Ich möchte in Erinnerung rufen, dass die Grünen 2003 einen gleichlautenden Gesetzentwurf in den hessischen Landtag eingebracht haben. Dieser wurde damals vom Parlament mehrheitlich abgelehnt. Jetzt sind es die Grünen selbst, die ihren eigenen Gesetzentwurf ablehnen.

Ich freue mich auf die grüne Stellungnahme hier im Parlament, mit der Sie begründen wollen, dass Sie Ihre Meinung geändert haben. Mein Kollege Hermann Schaus, beschrieb die Diskussion im Innenausschuss als grünen Eiertanz. Ich habe mal nachgesehen: die Redewendung „einen Eiertanz vollführen“ definiert der Duden umgangssprachlich als „sehr vorsichtiges, gewundenes Verhalten, Taktieren in einer heiklen Situation“, ursprünglich wurde damit ein „kunstvoller Tanz zwischen ausgelegten Eiern“ bezeichnet. Da sind wir doch alle gespannt.

In den Kommunalparlamenten gibt es immer noch nicht viele Menschen mit Behinderungen. Warum wohl? Weil es immer noch Rathäuser gibt, die nicht barrierefrei sind, also bei Behinderungen nicht ohne fremde Hilfe betreten werden können.

Wenn Menschen mit Behinderungen um jeden Nachteilsausgleich kämpfen bzw. eher betteln müssen, ist dies eine unwürdige Angelegenheit. Ja, liebe Grüne, dies ist auch heute noch so. Wenn Ihr dies nicht so wahrnehmt, dann überlegt mal selbst, wie viele Gemeindevertreter_innen mit Schwerbehinderung in den Kommunalparlamenten vertreten sind und wie viele Ihr kennt. Wir haben uns da mal umgehört. Die Diskussionen mit den Verwaltungen vor Ort beginnen bei der Anforderung, dass es auch Stühle ohne Armlehne geben soll, weil jemand, der gewöhnlich im Rollstuhl sitzt, auch den Stuhl benutzen möchte. Sie geht weiter über Türkliniken, die zu hoch sind, um sie sitzend zu öffnen, oder Türen, die sich nicht einhändig öffnen lassen. Da kann man ohne Begleitung den Raum nicht verlassen. Es gibt die Diskussion um Tische, die mit dem Rollstuhl unterfahrbar sind, um höhenverstellbare Redepulte, zusätzliche Mikrofone und vieles mehr.

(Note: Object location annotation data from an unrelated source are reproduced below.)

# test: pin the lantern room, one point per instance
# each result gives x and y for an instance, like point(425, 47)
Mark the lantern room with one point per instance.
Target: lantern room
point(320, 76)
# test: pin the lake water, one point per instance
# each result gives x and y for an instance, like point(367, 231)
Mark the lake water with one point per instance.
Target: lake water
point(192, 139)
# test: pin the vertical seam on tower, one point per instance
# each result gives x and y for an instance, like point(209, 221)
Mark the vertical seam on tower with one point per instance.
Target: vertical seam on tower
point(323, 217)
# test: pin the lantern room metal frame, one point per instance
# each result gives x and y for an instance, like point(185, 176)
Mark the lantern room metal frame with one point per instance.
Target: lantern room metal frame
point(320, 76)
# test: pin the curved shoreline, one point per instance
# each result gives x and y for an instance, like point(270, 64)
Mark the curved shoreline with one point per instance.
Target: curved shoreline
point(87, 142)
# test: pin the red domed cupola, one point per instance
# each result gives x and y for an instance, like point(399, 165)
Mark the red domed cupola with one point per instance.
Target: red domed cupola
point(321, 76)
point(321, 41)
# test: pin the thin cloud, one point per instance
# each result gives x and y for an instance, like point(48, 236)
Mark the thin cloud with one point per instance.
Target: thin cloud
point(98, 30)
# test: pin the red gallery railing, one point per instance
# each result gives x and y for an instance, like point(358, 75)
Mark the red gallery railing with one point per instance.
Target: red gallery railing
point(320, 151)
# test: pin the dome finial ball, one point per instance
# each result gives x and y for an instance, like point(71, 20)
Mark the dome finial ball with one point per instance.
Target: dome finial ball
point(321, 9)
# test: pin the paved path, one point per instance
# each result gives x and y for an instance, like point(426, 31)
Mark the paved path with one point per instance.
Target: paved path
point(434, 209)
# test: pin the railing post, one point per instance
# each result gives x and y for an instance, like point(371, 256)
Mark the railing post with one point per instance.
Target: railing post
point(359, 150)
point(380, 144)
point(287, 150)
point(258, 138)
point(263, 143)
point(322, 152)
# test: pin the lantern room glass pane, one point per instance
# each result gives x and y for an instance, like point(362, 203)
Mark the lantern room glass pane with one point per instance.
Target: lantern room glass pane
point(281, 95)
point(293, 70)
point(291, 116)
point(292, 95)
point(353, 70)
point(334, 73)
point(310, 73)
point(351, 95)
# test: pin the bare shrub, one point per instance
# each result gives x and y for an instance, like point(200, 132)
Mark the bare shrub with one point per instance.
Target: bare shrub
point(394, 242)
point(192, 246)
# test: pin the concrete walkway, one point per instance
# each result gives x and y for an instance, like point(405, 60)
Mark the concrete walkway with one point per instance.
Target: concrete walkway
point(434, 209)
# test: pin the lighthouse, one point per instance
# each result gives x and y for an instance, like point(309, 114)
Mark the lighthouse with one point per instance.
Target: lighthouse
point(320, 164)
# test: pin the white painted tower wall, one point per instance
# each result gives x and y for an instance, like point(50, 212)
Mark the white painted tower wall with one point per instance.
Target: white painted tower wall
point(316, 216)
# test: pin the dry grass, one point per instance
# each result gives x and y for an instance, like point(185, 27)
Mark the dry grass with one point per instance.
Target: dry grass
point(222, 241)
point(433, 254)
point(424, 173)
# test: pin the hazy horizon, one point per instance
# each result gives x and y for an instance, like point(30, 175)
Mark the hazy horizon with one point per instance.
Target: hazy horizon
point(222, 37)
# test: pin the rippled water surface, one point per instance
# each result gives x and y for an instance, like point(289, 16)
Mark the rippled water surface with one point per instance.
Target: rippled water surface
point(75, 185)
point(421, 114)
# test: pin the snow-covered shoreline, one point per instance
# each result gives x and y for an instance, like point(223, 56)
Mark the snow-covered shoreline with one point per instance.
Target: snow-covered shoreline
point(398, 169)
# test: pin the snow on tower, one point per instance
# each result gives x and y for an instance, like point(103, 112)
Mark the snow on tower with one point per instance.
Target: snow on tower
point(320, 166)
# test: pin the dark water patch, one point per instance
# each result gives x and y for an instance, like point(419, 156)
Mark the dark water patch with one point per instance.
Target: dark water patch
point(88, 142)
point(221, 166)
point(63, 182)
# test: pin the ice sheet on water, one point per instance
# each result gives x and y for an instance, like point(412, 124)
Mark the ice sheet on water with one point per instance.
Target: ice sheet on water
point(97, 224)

Apropos zusätzliche Mikrofone. Eine Stadtverordnete bat um ein Mikrofon, weil sie vom Platz aus sprechen möchte und nicht von einer Begleitperson

vorgeschoben werden wollte. Sie hat sich das Mikrofon auch selbst besorgt, weil es ja keine rechtliche Grundlage gibt. Die Verwaltung und der Magistrat waren allerdings nicht damit einverstanden, dass das Mikrofon angeschlossen wird. Es wurde damit argumentiert, dass es besser wäre, wenn sie vor der Versammlung sitzen würde. Das ist ein seltsames Verständnis von Inklusion, wenn man über die Interessen der Betroffenen derart hinweg geht. Genau aufgrund solcher Fälle, die, wie gesagt, keine Einzelfälle sind, brauchen wir eine Regelung in der HGO.

Ein gesetzlicher Anspruch wird helfen, diese Ansprüche durchzusetzen. Dann kann die Kommune diesen nicht zurückweisen oder unter Finanzierungsvorbehalt stellen. Es wäre klar, dass nicht der Betreffende selbst seine Kosten tragen muss, sondern die Verwaltung für die barrierefreie demokratische Beteiligung verantwortlich ist.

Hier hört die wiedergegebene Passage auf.